目次
Workspace StudioとApps Scriptは、置き換え関係ではありません。StudioはAIによる分類、要約、抽出、定型フローに向きます。Apps Scriptは、Google Workspaceを細かく操作するコード基盤で、条件分岐、Drive/Sheets操作、Webhook送信、Chatアプリ、外部API連携、エラー処理に向きます。実務では、AI判断はStudio、確実な処理と保守はApps Script、という分担が現実的です。
本記事の調査時点は2026年6月28日です。Workspace Studio、Gemini、Apps Script、Google Chat APIの機能範囲は変わる可能性があります。導入前にGoogle公式ドキュメントで最新情報を確認してください。
Expert Q&A
使い分ける前に確認したいこと
湯田英也SakuraAI株式会社 代表 / ソフトウェアエンジニアQ. Workspace StudioがあればApps Scriptは不要になりますか?

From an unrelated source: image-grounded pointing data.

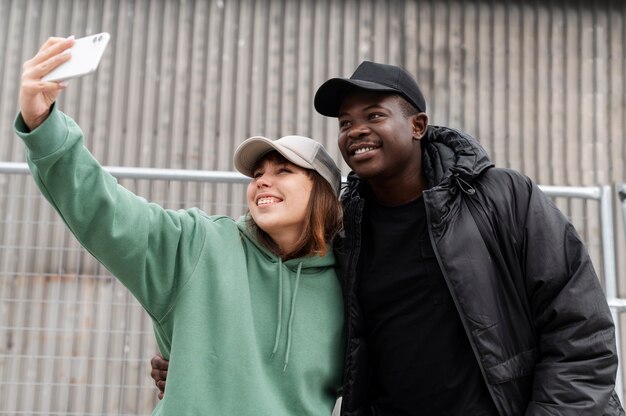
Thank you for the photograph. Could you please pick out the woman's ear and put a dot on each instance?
(419, 123)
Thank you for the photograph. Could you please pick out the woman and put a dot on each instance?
(254, 303)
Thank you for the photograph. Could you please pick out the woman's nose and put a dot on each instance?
(263, 182)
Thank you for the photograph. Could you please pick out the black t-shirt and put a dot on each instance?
(422, 360)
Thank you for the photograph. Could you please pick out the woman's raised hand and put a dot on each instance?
(36, 96)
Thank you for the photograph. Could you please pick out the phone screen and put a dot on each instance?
(86, 55)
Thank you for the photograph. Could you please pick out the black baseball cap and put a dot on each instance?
(370, 76)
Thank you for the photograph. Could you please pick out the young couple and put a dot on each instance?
(465, 291)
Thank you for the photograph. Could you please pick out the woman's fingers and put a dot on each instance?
(53, 53)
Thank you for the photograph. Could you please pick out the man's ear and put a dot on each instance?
(419, 122)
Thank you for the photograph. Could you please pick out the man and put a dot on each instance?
(466, 291)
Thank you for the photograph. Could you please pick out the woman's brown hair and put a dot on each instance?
(323, 219)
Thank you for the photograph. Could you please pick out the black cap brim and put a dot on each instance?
(330, 95)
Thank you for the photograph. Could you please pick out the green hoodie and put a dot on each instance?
(246, 333)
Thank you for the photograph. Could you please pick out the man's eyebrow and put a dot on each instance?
(369, 107)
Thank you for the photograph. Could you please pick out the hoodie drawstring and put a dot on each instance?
(280, 312)
(291, 315)
(280, 306)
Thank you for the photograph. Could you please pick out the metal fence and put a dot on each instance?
(73, 341)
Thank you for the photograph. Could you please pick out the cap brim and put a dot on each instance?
(330, 94)
(252, 149)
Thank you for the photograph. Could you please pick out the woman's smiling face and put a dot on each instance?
(278, 198)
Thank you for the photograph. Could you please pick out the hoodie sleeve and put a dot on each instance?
(148, 248)
(575, 373)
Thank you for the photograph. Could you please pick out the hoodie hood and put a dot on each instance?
(302, 267)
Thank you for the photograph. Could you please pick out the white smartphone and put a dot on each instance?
(86, 55)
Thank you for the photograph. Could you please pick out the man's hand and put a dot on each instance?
(159, 372)
(36, 96)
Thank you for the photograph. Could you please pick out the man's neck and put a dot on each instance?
(399, 191)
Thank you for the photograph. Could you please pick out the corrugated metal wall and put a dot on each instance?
(540, 83)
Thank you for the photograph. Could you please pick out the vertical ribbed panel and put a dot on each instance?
(540, 83)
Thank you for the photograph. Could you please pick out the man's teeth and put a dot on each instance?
(265, 201)
(363, 150)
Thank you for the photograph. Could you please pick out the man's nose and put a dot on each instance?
(357, 130)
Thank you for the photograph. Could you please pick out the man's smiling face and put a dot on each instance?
(376, 138)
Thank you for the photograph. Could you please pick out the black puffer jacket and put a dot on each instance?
(521, 279)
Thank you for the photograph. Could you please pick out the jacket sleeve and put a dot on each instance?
(575, 372)
(145, 246)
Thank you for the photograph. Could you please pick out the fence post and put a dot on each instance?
(610, 273)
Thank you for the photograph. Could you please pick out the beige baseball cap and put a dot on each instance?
(299, 150)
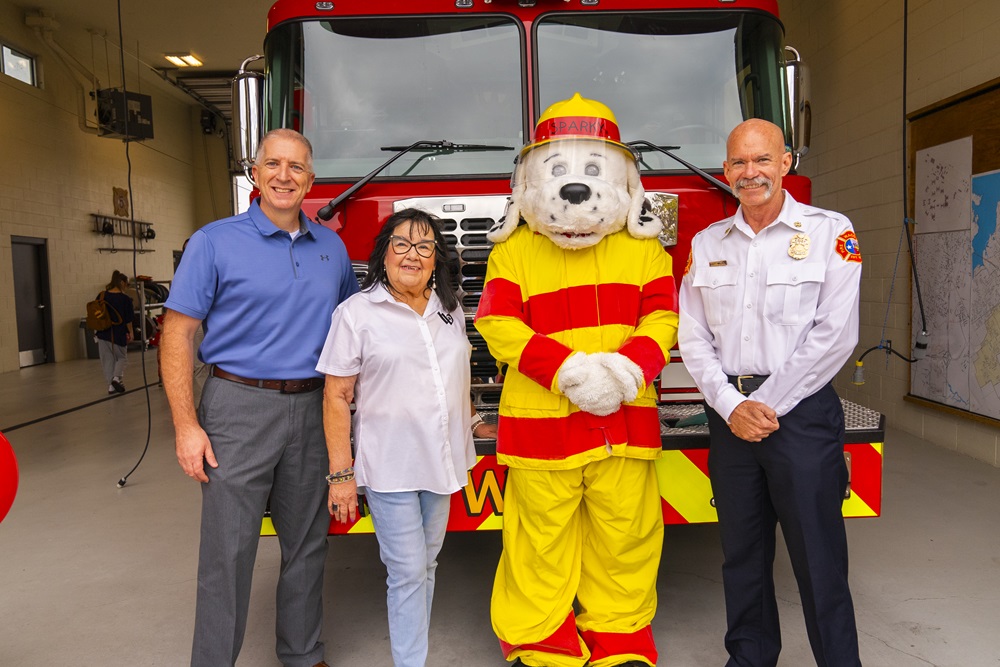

A. 不要にはなりません。StudioはAI判断や定型化に強い一方、失敗時の再実行、複雑な条件分岐、権限確認、ログ、外部API連携はコードで持った方が安定します。
Q. 最初にどちらで作るべきですか?
A. まず業務を分解します。AIに任せる判断が中心ならStudioから、データ整形やDrive/Sheets操作が中心ならApps Scriptから入ります。最初からツール名で決めない方がいいです。
Q. Google Chat通知はどこで設計しますか?
A. 通知は最後に足すものではなく、最初に設計します。誰が見るのか、何を判断するのか、どのスペースに流すのかを決めてから、StudioかApps ScriptかChat APIかを選びます。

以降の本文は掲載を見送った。